Après cette étonnante tirade qui laissa le cocher abasourdi, Rodolphe grimpa dans le fiacre, en claquant fermement la portière, et lança le signe du départ. Se laissant aller dans le dossier moelleux de sa voiture, il ferma les yeux, les deux mains posées sur son ventre rebondi et se mit à imaginer la soirée du lendemain en compagnie de la jeune et délicieuse Gabrielle. Il s’assurerait ce soir que sa femme Judith allait bien –  comme chaque semaine – prendre une collation chez la Comtesse de Mainteron, son amie de longue date, et que Nestor emmènerait ses deux fils visiter leurs grands-parents, rue du Bourg, jusqu’à une heure tardive. Rasséréné sur l’issue de sa soirée du lendemain, Rodolphe Collard soupira d’aise, se félicitant de s’être si finement imposé face à cette jeune femme, de prime abord si prédatrice. Alors que Jules faisait ralentir les chevaux à l’approche du grand et cossu bâtiment où il vivait, Rodolphe inspira les résidus du délicat parfum, légèrement métallique, que sa proximité avec la petite fleuriste avait laissé sur sa redingote, puis il sortit du fiacre et entra dans le grand immeuble haussmannien.

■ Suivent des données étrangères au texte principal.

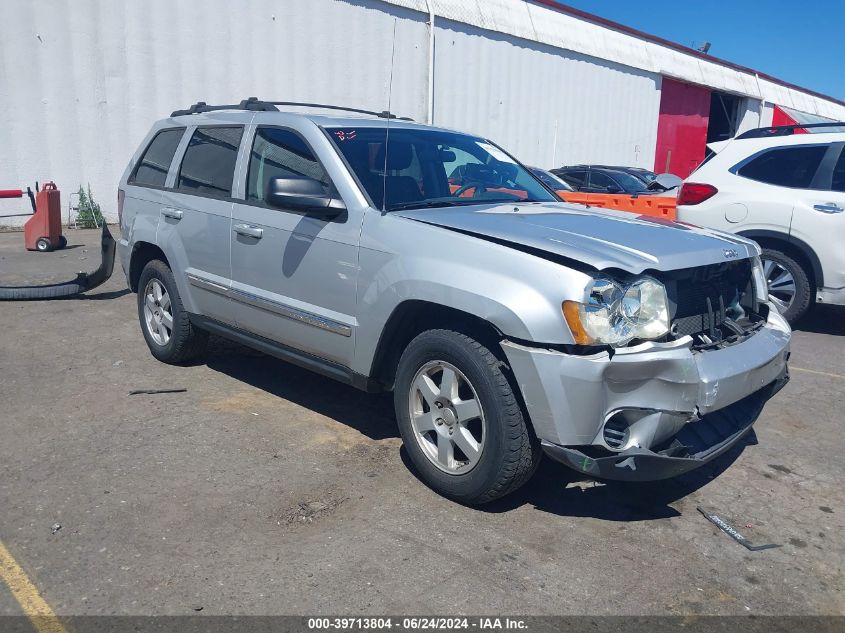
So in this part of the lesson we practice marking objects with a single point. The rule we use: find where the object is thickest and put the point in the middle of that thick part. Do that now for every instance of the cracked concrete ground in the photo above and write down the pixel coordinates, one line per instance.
(265, 489)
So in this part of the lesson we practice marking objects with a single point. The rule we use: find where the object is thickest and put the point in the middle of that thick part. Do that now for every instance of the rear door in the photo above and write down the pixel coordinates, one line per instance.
(819, 216)
(196, 218)
(146, 181)
(293, 276)
(774, 181)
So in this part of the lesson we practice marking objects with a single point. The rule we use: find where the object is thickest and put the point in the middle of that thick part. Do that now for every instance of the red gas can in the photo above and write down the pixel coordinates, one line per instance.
(43, 231)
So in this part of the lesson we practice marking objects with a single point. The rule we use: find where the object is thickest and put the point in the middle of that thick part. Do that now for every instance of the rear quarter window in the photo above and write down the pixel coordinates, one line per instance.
(155, 162)
(792, 167)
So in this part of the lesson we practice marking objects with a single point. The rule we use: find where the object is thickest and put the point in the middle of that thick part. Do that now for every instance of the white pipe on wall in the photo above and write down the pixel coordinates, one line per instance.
(430, 106)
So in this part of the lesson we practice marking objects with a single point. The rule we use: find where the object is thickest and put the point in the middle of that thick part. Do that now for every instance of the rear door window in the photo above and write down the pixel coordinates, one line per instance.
(280, 153)
(575, 178)
(838, 183)
(208, 166)
(155, 162)
(785, 166)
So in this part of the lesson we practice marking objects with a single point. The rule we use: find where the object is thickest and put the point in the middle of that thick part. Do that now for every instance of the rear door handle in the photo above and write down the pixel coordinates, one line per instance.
(830, 207)
(170, 212)
(249, 230)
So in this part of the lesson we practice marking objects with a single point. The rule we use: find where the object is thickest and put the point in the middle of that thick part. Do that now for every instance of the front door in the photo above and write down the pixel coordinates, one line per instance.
(293, 275)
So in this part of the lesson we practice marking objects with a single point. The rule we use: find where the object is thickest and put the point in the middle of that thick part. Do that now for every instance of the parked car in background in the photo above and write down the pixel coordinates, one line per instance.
(507, 323)
(642, 204)
(551, 181)
(787, 192)
(589, 179)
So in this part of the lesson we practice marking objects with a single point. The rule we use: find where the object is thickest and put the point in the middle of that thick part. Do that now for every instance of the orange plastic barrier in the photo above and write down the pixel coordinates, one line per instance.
(654, 206)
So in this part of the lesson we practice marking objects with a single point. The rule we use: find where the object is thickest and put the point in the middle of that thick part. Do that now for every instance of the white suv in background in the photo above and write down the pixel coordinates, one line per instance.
(786, 191)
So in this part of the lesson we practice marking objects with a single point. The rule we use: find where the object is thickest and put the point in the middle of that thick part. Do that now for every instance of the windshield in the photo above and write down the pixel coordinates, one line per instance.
(645, 175)
(424, 167)
(550, 179)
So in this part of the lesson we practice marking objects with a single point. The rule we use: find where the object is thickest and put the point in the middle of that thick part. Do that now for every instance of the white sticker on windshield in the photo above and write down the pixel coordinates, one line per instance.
(495, 152)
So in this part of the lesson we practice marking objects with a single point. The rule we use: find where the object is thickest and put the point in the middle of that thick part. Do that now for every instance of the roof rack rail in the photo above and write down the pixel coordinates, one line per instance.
(786, 130)
(257, 105)
(253, 103)
(384, 114)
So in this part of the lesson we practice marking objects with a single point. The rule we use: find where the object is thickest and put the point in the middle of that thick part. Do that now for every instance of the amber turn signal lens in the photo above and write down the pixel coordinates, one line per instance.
(572, 314)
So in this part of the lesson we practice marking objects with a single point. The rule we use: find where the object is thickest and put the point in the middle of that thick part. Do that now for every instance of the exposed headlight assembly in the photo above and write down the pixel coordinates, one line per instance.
(615, 314)
(761, 284)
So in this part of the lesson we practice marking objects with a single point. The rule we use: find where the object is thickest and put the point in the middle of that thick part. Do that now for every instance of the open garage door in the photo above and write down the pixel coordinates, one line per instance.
(681, 127)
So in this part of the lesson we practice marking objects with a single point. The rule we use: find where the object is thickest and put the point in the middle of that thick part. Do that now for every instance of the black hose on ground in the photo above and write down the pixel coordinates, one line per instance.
(82, 283)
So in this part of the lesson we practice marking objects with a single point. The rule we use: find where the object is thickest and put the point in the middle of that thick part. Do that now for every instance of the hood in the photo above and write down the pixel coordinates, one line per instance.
(599, 238)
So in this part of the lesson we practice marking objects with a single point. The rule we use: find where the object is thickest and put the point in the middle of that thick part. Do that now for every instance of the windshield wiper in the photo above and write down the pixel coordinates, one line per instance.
(428, 204)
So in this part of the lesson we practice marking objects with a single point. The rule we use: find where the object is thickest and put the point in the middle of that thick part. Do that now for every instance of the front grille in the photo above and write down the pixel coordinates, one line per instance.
(701, 299)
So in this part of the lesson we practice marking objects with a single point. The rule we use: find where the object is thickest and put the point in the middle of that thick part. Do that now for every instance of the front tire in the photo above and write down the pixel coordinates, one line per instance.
(164, 322)
(789, 284)
(460, 421)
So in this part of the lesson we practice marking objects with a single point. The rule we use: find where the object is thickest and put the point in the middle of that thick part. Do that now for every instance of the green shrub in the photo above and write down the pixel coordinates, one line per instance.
(89, 215)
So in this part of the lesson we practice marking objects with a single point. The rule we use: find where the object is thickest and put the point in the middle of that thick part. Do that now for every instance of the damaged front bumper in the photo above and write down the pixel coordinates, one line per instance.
(651, 411)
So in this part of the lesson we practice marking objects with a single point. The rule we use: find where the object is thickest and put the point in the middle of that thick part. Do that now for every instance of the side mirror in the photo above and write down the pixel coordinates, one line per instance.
(303, 194)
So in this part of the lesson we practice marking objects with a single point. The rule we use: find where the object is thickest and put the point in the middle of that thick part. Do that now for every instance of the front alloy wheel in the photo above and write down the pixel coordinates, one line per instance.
(446, 415)
(789, 284)
(781, 285)
(461, 422)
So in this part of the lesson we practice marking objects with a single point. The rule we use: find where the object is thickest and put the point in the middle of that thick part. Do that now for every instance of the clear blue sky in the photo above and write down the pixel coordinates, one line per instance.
(799, 41)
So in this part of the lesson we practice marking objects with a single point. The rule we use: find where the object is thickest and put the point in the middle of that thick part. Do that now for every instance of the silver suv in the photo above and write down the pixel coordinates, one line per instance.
(396, 256)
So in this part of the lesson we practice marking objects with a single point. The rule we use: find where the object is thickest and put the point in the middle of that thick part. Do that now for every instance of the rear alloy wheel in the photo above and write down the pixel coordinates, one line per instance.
(789, 285)
(462, 425)
(169, 333)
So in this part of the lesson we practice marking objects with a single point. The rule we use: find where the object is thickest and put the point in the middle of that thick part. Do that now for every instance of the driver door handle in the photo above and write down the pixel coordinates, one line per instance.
(830, 207)
(170, 212)
(249, 230)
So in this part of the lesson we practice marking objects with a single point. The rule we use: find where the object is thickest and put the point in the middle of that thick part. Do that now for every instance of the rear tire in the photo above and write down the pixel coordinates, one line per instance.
(789, 284)
(169, 333)
(507, 451)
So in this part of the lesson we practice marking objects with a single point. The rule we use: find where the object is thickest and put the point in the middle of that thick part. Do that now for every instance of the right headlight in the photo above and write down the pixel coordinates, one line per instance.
(615, 314)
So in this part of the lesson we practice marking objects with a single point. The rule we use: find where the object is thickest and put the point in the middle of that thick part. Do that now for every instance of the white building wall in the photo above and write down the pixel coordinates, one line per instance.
(82, 80)
(547, 106)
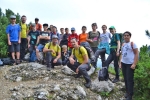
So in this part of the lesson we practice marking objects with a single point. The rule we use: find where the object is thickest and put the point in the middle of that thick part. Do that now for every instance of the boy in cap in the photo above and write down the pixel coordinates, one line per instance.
(14, 39)
(43, 39)
(53, 53)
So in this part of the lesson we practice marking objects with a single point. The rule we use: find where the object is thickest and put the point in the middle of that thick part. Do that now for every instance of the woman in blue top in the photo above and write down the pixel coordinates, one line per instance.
(103, 47)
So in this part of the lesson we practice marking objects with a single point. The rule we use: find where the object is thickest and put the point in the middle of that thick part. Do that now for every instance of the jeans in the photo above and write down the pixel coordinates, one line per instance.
(112, 57)
(82, 69)
(23, 47)
(50, 59)
(102, 54)
(128, 75)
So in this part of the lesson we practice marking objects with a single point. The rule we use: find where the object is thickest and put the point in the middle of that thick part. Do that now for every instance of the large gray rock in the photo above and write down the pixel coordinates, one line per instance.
(66, 70)
(102, 86)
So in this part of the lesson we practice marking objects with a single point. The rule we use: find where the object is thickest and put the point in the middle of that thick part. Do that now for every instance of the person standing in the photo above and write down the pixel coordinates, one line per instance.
(13, 32)
(93, 37)
(129, 59)
(24, 33)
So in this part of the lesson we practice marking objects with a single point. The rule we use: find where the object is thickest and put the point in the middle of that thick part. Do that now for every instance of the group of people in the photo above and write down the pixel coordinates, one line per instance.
(65, 48)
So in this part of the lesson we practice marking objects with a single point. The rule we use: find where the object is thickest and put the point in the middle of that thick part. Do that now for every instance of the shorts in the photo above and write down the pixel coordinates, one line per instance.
(40, 47)
(14, 47)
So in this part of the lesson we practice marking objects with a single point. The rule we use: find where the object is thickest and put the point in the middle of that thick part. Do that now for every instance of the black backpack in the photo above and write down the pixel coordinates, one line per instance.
(103, 74)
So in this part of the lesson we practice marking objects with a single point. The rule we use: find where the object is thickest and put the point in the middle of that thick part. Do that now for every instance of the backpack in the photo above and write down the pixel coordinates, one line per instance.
(33, 56)
(91, 33)
(103, 74)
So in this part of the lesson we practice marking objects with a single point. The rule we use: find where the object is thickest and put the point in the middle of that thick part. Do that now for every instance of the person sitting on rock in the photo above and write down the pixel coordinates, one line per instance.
(83, 65)
(64, 55)
(53, 53)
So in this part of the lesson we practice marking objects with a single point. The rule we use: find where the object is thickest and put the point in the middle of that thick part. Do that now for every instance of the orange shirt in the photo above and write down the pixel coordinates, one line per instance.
(82, 37)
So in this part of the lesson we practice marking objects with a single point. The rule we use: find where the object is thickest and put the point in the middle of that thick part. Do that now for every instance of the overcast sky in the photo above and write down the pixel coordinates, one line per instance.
(125, 15)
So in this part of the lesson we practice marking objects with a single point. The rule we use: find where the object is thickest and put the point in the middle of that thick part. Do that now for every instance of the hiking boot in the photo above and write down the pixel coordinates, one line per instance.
(88, 84)
(115, 80)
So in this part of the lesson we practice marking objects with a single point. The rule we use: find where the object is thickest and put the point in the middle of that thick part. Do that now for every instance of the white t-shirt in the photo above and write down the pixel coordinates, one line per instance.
(128, 53)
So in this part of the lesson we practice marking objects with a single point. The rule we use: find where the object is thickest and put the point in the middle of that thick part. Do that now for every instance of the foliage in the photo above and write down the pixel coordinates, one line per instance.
(142, 75)
(4, 21)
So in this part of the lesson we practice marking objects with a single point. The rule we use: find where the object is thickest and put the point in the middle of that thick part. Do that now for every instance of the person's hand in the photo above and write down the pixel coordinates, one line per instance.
(9, 43)
(55, 60)
(28, 45)
(19, 41)
(77, 70)
(117, 54)
(72, 61)
(133, 66)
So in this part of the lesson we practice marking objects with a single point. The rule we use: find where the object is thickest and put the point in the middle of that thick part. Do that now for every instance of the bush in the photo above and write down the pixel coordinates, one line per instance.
(142, 75)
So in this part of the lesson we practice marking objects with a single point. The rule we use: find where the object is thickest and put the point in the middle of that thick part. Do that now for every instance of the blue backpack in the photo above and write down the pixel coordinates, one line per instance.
(33, 56)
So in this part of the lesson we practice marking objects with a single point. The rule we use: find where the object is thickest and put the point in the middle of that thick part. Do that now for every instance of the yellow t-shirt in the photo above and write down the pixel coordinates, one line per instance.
(24, 29)
(56, 48)
(79, 55)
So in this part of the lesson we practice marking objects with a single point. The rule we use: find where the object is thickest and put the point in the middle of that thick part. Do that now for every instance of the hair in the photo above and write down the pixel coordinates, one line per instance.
(127, 33)
(83, 27)
(66, 28)
(64, 46)
(104, 26)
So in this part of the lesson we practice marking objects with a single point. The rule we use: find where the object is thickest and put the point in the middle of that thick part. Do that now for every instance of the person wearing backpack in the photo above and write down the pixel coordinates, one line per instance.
(103, 46)
(13, 32)
(33, 40)
(54, 32)
(114, 52)
(53, 53)
(129, 59)
(93, 37)
(82, 64)
(43, 39)
(24, 33)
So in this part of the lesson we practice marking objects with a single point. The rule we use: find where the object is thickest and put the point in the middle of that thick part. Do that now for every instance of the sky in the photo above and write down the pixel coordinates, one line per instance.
(125, 15)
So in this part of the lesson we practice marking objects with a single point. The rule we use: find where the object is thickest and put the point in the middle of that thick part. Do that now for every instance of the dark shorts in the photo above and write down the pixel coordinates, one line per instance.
(14, 47)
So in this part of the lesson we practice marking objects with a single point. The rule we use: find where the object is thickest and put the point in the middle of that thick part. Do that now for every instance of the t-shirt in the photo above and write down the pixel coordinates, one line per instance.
(14, 32)
(33, 37)
(128, 53)
(95, 38)
(79, 55)
(70, 37)
(104, 38)
(82, 37)
(44, 41)
(56, 48)
(24, 29)
(113, 42)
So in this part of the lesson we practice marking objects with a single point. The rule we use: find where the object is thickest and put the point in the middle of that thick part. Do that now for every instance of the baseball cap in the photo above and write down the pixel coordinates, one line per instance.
(33, 25)
(12, 16)
(45, 24)
(54, 37)
(72, 29)
(111, 27)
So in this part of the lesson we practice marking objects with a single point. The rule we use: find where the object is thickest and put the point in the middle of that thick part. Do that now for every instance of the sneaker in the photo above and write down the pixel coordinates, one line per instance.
(88, 84)
(115, 80)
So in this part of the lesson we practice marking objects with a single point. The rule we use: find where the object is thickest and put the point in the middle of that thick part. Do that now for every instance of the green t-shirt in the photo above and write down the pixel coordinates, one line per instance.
(113, 42)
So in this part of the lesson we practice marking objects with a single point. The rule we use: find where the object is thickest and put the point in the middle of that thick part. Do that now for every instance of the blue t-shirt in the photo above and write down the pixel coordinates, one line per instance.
(14, 32)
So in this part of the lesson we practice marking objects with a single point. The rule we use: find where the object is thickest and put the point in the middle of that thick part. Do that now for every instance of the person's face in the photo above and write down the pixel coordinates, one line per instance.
(55, 41)
(36, 21)
(72, 31)
(67, 30)
(74, 43)
(64, 49)
(94, 27)
(104, 28)
(83, 30)
(23, 19)
(62, 30)
(126, 37)
(112, 31)
(13, 20)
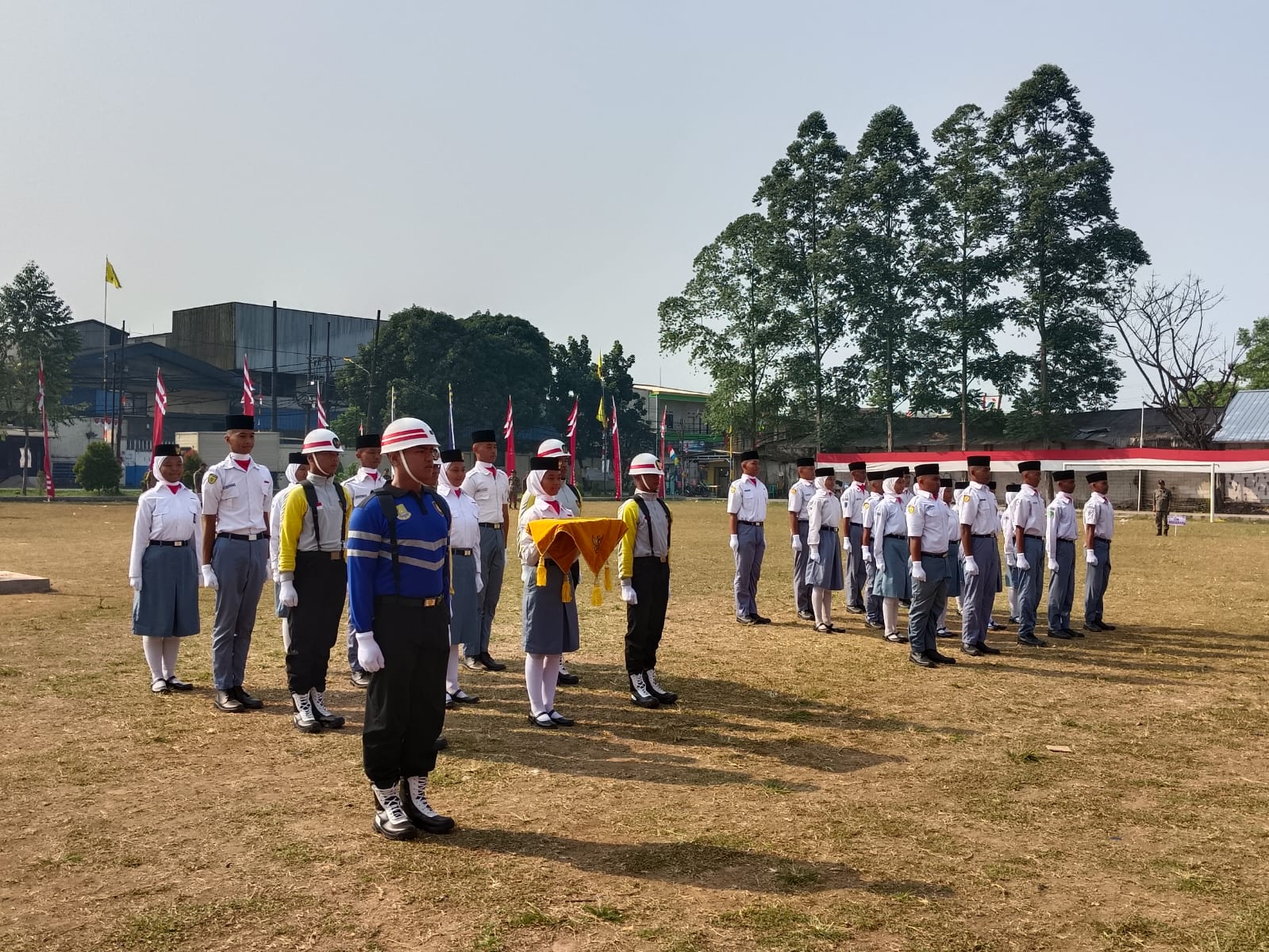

         Le majordome eu à peine le temps d’ouvrir la porte de l’appartement, que Rodolphe fit une entrée fracassante, appelant ses fils qui lui sautèrent tous deux dans les bras et avec lesquels il fit mine de lutter pendant quelques instants. Surprise par tant de vacarme, Judith s’approcha à petits pas et sourit devant le spectacle attendrissant offert par son mari. Celui-ci, reposant à terre les deux petits garçons l’attrapa par la main et la fit tournoyer sur l’air d’une valse imaginaire dans le grand hall d’entrée, manquant de renverser le vase contenant la composition achetée deux jours plus tôt chez Guittard. Riant jusqu’aux larmes, Judith s’écarta, surprise par tant d’affection de la part de son mari ; Si elle s’en étonna, elle n’y chercha aucune explications et tout deux passèrent la soirée à échanger des plaisanteries de bon ton, accompagnées d’anecdotes racontées par leurs deux fils.

Alors que Judith s’apprêtait à éteindre la petite lampe de leur chambre, Rodolphe lui demanda d’un ton désinvolte :

« – Dis-moi ma chérie, est-il est toujours question de cette petite collation demain soir chez Mme de Mainteron ?

Légèrement étonnée par le soudain intérêt de son mari pour le devenir de ces soirées, Judith répondit :

-Oui bien sûr, comme chaque jeudi. Tu souhaites te joindre à nous ? demanda-t-elle pleine d’espoir.

-Je crains d’avoir encore beaucoup de travail à la banque… Mais je pourrais vous rejoindre plus tard afin que nous dînions tous ensemble, qu’en dis-tu ?

-Ce serait merveilleux, et cela ferait plaisir à Louise j’en suis sûre !

-Fort bien ! Je vous rejoindrai aux environs dix heures après être passé par la maison pour me changer. » Déclara Rodolphe avec un sourire devant le visage si heureux de sa femme.

Celle-ci se blottit contre lui après avoir éteint la petite lampe de porcelaine colorée, et tous deux s’endormir rapidement, chacun à sa joie d’être au lendemain.